Latest Tea | April 6, 2020

The chaga mushroom is a extremely nutrient-rich medicinal mushroom that have been used since the olden days. Not only have they been used as functional fungi, but inhabitants of Siberian have used them as a natural tinder to light a fire, repel mosquitoes in the forest and help them survive during northern winters. Commonly known as the King of Mushrooms and the Mushroom of Immortality, chaga is a powerful antioxidant and a very potent immune modulator. Although it is a time consuming process, harvesting chaga and brewing chaga chunks is the best, most popular, and likely the oldest method of extracting the most active bioactive compounds of the fungus.

The Anatomy of Chaga

A chaga mushroom growing on a birch tree bark has outer and interior crusts. The outer crust is the darkest color of the mushroom. Think of burnt charcoal, that's how chaga looks like! This area is most concentrated with antioxidants, polysaccharides, flavonoids, and betulin. Thus, could be seen as the richest and most important component of chaga. The softer and lighter (orangey) part of the fungus is the interior crust which contains a higher amount of lanostances, a bioactive compound that has anti-candida and antibacterial properties.

How to Make Chaga Tea from Harvest to Cup

To make a chaga tea prepare the fungi as a whole.

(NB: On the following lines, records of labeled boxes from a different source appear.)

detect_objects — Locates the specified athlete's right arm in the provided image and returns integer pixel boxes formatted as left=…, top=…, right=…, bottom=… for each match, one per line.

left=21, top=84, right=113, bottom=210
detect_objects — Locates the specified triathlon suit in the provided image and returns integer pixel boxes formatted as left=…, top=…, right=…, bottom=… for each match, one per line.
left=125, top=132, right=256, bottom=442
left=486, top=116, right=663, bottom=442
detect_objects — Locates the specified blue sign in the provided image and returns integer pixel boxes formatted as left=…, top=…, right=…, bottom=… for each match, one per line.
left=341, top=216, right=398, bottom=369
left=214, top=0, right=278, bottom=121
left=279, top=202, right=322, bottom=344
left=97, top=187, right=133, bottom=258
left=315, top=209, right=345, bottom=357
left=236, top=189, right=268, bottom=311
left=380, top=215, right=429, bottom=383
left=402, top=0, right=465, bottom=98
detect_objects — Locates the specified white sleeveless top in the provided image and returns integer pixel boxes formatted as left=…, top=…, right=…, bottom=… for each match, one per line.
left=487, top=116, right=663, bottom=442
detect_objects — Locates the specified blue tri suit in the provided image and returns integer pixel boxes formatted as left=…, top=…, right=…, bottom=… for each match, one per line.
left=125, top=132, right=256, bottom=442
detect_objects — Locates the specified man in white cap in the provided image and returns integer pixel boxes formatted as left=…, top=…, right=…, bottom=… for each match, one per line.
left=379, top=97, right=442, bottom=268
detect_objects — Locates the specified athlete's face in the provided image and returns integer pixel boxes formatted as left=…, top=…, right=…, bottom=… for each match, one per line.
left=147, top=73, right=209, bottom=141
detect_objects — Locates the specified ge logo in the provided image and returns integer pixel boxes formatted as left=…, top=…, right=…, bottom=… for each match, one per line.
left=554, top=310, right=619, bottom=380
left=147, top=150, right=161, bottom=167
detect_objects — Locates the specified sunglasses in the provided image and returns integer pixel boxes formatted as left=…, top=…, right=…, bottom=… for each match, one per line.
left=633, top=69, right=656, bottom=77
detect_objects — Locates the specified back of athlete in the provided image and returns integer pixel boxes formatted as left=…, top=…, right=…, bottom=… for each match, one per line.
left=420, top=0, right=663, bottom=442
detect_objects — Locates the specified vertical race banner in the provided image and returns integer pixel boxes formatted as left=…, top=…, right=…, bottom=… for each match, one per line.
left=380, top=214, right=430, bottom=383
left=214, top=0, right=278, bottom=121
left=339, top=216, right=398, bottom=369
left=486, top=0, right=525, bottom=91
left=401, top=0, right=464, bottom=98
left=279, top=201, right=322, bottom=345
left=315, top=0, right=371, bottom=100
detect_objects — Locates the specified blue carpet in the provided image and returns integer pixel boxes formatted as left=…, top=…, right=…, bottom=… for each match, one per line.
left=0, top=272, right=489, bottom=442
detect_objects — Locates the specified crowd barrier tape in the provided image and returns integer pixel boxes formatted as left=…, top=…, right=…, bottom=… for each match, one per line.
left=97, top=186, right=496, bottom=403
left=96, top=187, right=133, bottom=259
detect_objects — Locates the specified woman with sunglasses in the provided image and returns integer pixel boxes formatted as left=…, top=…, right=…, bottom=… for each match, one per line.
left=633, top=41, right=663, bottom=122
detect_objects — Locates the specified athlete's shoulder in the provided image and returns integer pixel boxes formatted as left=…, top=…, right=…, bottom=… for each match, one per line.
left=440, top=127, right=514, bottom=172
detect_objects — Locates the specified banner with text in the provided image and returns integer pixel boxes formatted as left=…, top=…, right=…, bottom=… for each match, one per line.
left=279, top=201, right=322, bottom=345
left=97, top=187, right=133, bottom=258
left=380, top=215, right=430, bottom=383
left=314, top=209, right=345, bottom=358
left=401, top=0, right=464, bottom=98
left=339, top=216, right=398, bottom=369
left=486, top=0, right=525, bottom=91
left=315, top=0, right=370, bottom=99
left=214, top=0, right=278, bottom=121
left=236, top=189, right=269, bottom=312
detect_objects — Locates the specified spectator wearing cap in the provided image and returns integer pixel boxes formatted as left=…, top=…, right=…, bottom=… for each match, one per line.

  • Dry the mushrooms properly. Chaga mushrooms are heavily moisturized and may take days to dry the whole conk.
  • Wrap chaga in a towel. Make sure there are no open ends as the pieces may get shattered and end up everywhere.
  • Hammer the chaga on a hard surface – it may be on your countertop, on the floor or outdoors.
  • Crack the conk pieces further by grinding them through a blender until they turn into a very fine powder. Grinding Chaga increases its surface area that the medicinal properties of the fungi are easily extracted.
  • Place 80 grams of chaga mushrooms to a gallon of water. Bring to a boil then lower the heat.
  • While cooking chaga mushroom for 1 hour is equally sufficient, traditional tea preparation includes simmering chaga pieces for 4 hours or until the liquid has reduced by 75%. Wait until the water turns rich and dark. The large your chunks the longer you may need to steep the chaga for.
  • Once finished, strain and serve it immediately as a tea or store in a jar in a cool place. You can save the rest of the liquid for a good 3 days in the fridge or in dark place at room temperature.

Note: You can often boil the same chaga mushroom chunk for two to three times but not necessarily cooking it for the same amount of time. 

Alternatively, you can use the remaining liquid as a base for soup, broth, rice, oatmeal, smoothie, etc. Make meals more exciting and flavourful.

A Gentle Reminder When Harvesting Chaga Mushrooms

Make sure to get chaga from a sustainable source or if you purchasing chaga in store or online make sure the product is being harvested responsibly, sustainably and ethically. Do not take more than what you will use.  If harvesting from public lands be sure to verify local rules and regulations to make sure you are allowed to harvest. Over-harvesting depletes the whole ecosystem. It can takes years to decades for chaga mushrooms to reproduce.